The data shows the volume of sales and apartment prices fell sharply in the third quarter, in almost every real estate category. Q3 closed with very soft numbers, but there are many factors that played into this. None more prominent than the passage of new Mansion Tax laws that could add hundreds of thousands of dollars to the cost of a real estate purchase. As buyers scrambled to make purchases before these new laws went into play, Q2 ended with a tremendous uptick. In turn, Q3 ended sluggish do to the fact that so many transactions that would have closed in the quarter were rushed to close by the end of June.

Manhattan Real Estate Market Free Fall?: Here is a great article from Forbes explaining why Manhattan real estate is not in a ‘free fall’.

No More Hiding Behind LLCs: As of September 13th, a new New York State Law makes every condo buyer’s name publicly available under the state’s Freedom of Information Law, even if they bought under the name of an LLC. This will include investors in all construction projects. This is a huge blow for owners who prefer to purchase through LLCs, also known as shell companies. Some want privacy, and others want to protect assets from lawsuits. 

Mortgage Rates Poised to Drop Even Further: Fixed mortgage rates could fall to 3.3% by the end of the year as the nation’s economy slows, according to Lawrence Yun, chief economist of the National Association of Realtors. That would put the rate just slightly below the 3.31% seen in November of  2012 – the lowest average for a 30-year fixed mortgage in Freddie Mac data going back to 1971.

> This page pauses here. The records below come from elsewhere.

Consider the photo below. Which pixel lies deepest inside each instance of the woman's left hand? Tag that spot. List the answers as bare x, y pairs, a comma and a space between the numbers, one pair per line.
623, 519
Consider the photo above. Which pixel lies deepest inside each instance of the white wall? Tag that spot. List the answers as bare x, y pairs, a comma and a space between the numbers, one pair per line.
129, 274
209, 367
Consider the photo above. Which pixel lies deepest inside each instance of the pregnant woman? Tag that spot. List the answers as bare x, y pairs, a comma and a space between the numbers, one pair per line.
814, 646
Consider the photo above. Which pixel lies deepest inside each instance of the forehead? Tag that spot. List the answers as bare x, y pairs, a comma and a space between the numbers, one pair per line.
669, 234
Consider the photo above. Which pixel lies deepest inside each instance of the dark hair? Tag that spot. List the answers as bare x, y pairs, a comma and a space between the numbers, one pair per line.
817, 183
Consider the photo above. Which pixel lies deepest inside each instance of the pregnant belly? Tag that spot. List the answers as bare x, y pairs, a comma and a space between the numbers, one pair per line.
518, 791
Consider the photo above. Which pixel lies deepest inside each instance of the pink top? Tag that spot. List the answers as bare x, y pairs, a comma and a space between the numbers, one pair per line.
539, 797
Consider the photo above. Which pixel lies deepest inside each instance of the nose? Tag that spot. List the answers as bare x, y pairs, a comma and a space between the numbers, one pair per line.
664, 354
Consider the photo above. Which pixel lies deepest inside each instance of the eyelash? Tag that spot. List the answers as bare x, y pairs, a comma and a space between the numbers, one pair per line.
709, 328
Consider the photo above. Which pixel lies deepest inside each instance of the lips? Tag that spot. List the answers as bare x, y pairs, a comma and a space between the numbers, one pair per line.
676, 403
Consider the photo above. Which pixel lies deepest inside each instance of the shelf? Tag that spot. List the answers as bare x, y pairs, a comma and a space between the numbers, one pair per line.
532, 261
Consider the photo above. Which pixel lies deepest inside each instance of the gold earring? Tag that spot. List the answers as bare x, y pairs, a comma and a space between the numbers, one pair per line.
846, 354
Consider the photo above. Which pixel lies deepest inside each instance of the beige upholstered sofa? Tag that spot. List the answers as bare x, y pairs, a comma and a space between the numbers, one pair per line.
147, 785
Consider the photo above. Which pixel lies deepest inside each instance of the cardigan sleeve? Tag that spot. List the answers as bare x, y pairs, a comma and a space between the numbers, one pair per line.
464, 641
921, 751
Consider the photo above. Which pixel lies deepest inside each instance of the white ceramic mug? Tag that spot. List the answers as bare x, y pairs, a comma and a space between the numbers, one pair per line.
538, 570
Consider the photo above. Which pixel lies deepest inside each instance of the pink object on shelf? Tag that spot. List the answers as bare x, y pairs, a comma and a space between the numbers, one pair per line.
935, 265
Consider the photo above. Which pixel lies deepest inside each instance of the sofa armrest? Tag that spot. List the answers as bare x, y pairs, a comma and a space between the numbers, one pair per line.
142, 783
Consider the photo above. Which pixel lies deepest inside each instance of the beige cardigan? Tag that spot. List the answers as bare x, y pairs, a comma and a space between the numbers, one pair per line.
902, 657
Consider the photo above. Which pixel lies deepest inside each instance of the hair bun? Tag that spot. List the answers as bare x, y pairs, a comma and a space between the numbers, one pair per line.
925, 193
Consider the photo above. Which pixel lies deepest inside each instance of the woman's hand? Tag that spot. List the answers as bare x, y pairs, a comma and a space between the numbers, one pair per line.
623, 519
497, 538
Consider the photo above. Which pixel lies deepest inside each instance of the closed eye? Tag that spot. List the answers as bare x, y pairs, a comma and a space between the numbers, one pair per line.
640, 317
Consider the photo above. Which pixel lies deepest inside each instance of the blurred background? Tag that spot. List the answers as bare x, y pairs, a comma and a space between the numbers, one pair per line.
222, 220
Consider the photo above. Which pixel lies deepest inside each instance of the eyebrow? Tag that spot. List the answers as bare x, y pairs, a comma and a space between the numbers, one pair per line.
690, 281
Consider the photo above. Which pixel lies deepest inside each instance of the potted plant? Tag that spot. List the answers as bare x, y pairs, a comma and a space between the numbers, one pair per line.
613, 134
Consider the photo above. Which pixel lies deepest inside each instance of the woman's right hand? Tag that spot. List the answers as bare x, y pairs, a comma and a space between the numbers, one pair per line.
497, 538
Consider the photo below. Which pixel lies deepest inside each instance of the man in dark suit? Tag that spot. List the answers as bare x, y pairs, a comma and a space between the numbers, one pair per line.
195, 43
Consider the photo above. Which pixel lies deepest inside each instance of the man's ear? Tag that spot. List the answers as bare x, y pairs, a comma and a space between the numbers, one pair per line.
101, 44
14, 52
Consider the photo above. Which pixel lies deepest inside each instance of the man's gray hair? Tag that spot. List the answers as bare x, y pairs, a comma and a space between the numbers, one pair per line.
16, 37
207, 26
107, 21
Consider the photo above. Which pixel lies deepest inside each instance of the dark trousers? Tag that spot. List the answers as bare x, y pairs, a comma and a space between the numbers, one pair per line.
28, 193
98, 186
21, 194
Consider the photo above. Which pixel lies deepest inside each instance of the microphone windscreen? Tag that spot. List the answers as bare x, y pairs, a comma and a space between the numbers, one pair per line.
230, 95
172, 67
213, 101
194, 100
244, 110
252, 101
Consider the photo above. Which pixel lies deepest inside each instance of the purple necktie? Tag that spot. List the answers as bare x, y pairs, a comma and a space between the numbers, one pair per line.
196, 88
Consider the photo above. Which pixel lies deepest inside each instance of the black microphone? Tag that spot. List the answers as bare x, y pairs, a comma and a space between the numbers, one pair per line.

Monumental California Rent Cap: California will cap rent increases under a new law Governor Newsom said he would sign last week, the most significant piece of housing-related legislation in a year that also saw the shelving of a measure to relax zoning and spur more construction. The law limits annual rent increases at 5%, plus the rate of inflation, and adds some barriers for landlords seeking to evict people. More than half of California renters are considered burdened, paying more than 30% of income for housing, including utilities, according to estimates by the Joint Center for Housing Studies of Harvard University. Could similar regulations be coming to NY?